まっすぐに正義を貫く彼女の姿は凛々しく、彼女の窮地に、最初は腰がひけていた人々も勇気を持って行動を起こし始める。結構おぞましいモチーフが満載なのに、非常にすっきりするというか、清々しい後味がある。女はバスでやって来てバスで去っていく。それを少し俯瞰で撮っている。

『チャイナ・ゲイト』これもまた素晴らしい。1954年の第一次インドシナ戦争を背景にしている。光るナイフ。子犬を抱えた小さな子供が危険を感じて逃げる。食料もつき、極限状態の中、アメリカからの支援物資だけが頼り。

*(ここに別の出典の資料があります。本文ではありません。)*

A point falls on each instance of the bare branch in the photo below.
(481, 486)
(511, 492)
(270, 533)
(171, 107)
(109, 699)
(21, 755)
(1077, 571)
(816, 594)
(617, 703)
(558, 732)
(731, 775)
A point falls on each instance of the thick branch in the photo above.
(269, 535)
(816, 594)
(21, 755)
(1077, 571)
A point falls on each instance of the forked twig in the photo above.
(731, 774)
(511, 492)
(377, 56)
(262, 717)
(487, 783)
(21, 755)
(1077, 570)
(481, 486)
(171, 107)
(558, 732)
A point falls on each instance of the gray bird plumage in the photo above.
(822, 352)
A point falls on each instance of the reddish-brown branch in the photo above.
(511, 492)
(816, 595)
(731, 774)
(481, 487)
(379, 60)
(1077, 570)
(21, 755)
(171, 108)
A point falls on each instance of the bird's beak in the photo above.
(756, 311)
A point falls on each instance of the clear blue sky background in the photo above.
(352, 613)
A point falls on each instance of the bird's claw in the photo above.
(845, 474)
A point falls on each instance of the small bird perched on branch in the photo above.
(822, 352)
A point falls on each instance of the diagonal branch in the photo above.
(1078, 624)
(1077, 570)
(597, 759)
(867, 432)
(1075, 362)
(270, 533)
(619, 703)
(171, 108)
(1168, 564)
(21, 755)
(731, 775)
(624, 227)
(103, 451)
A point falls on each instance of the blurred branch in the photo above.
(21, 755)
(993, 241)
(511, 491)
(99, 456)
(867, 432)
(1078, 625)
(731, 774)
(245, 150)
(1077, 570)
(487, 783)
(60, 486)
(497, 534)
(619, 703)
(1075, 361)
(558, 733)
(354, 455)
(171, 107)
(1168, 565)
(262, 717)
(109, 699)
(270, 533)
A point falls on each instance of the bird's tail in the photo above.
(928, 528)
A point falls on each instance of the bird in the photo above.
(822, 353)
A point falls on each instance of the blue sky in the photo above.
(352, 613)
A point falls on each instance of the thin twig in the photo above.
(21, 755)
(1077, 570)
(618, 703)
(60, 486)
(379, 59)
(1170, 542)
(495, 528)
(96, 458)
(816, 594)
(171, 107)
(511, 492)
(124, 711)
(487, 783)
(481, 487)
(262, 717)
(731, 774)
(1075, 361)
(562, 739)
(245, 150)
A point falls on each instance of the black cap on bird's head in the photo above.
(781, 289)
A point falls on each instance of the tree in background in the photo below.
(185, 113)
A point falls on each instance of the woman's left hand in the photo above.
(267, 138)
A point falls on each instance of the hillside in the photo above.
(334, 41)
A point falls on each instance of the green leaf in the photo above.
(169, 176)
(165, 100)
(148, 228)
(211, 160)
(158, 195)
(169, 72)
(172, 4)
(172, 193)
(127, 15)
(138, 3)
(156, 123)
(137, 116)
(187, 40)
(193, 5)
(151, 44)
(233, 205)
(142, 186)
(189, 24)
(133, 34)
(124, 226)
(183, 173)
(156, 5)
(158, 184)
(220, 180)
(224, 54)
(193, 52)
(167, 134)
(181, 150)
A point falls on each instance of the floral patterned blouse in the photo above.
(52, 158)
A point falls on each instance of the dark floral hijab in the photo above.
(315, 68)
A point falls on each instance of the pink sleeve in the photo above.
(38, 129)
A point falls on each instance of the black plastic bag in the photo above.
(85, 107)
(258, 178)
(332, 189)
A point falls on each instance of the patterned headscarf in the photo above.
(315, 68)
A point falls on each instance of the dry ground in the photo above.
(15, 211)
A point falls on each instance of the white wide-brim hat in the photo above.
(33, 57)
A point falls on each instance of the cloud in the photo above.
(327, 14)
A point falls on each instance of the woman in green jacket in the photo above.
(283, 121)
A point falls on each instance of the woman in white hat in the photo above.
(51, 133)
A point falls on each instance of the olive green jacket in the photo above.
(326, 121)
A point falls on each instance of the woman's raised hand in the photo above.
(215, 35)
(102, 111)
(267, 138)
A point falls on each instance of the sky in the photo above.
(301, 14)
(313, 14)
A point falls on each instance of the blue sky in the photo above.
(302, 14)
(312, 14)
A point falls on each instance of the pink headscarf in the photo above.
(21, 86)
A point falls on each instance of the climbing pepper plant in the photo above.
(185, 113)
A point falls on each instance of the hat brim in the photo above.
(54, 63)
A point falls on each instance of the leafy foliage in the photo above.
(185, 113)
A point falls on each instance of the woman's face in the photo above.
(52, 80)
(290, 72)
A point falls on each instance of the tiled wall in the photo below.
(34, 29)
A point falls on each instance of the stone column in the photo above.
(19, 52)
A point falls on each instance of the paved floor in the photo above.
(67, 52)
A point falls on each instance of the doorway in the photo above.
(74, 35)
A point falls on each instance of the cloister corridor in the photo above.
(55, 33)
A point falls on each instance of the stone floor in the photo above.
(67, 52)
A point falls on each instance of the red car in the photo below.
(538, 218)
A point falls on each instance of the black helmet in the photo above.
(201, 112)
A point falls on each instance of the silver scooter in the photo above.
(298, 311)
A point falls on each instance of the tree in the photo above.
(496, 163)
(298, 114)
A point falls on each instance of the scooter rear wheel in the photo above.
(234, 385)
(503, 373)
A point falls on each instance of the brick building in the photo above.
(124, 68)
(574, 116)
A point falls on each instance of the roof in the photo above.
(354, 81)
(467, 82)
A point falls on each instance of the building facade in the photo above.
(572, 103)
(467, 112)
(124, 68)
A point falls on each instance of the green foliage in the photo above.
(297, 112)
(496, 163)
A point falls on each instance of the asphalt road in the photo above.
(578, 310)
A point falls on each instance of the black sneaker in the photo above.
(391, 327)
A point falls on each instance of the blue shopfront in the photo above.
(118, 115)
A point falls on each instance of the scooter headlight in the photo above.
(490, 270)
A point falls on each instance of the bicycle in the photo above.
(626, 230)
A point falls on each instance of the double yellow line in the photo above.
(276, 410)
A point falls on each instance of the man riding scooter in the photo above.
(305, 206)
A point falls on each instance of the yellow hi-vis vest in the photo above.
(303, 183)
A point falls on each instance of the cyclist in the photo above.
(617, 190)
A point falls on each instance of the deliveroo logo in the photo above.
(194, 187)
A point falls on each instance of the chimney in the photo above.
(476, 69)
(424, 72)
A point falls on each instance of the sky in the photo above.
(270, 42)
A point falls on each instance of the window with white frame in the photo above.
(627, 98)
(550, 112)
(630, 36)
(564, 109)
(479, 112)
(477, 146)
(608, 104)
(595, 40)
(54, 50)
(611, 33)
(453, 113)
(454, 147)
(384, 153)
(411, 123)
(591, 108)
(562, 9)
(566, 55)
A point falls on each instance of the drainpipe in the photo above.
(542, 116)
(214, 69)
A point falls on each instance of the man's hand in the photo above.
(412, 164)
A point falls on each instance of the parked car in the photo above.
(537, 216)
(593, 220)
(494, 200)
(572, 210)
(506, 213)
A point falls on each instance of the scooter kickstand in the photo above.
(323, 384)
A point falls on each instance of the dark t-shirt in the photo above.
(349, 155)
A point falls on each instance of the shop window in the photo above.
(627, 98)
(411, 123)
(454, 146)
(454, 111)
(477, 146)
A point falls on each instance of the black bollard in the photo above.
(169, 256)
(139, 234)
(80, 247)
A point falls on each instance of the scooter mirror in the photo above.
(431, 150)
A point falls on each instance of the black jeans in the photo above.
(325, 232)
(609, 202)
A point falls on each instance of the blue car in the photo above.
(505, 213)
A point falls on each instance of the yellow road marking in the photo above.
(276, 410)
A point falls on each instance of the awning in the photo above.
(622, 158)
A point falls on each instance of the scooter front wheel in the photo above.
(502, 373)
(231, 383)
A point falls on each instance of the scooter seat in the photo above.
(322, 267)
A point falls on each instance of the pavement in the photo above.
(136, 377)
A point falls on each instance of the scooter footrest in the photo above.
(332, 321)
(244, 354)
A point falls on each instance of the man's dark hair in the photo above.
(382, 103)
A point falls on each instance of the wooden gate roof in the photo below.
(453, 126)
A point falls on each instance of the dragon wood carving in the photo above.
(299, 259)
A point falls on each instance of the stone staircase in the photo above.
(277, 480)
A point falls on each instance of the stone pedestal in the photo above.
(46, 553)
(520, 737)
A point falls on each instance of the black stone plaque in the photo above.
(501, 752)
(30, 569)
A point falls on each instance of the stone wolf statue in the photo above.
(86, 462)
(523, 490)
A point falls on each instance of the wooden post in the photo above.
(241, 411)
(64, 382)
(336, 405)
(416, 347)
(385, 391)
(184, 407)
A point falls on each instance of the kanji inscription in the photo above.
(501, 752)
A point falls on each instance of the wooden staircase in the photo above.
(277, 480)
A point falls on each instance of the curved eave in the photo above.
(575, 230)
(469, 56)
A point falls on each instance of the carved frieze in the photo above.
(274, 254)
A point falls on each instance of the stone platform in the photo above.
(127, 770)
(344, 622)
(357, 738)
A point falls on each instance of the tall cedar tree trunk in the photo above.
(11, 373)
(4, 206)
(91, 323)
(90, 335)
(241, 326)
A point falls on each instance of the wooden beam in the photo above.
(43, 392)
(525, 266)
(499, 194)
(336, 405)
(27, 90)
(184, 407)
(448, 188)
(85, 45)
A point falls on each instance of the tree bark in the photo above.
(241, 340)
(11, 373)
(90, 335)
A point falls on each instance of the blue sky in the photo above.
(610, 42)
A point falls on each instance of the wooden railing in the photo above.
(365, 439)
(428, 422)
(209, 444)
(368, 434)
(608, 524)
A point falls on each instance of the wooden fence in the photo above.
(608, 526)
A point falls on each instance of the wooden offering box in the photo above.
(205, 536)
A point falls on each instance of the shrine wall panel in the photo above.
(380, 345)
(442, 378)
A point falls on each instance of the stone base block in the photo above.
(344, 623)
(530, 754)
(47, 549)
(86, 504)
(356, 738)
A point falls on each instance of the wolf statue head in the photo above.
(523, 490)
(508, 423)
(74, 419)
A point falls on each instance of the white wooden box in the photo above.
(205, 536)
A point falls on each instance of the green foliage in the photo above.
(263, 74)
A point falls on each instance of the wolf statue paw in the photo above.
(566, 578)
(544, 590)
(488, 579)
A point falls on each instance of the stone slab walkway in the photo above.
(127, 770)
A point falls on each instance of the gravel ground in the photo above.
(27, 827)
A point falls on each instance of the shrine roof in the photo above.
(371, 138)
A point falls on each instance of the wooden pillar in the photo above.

アメリカ軍の飛行機が落とす物資に向かって走っていく人々。これはニュースフィルムなのか、実写なのか。少年は皆が走っていくのと逆方向に走って行く。彼は自分の家に戻ってきたのだ。部屋には妖艶な白人女性がいる。少年の母親リーア(アンジー・ディキンソン)だ。アジア系の少年と母親は全く似ていないのだが、母親の家系には中国系の血が流れているのだという。しかしそのことを理解しない夫は生まれた子の顔を見て怒って二人を見捨てて出て行ってしまったらしい。そんな元夫婦が再会し、ある使命を持ってともに行動することになり、映画はその過程を追っていく。アクションシーンの迫力とともに、夫婦間の反発や愛情、家族の絆が熱く描かれていく。黒人兵士がかっこ良くて、その精悍な顔つきも印象に残ったのだが、なんと、演じていたのはナット・キング・コールらしい! 

題材としては政治的にかなりデリケートな背景を扱っていることもあり、様々なイデオロギーレッテルを貼られもしたらしいが、実に骨太な戦争映画、あるいは人間ドラマとして非常に成功していると思う。ここでもヒロイン、アンジー・ディキンソンが圧巻である。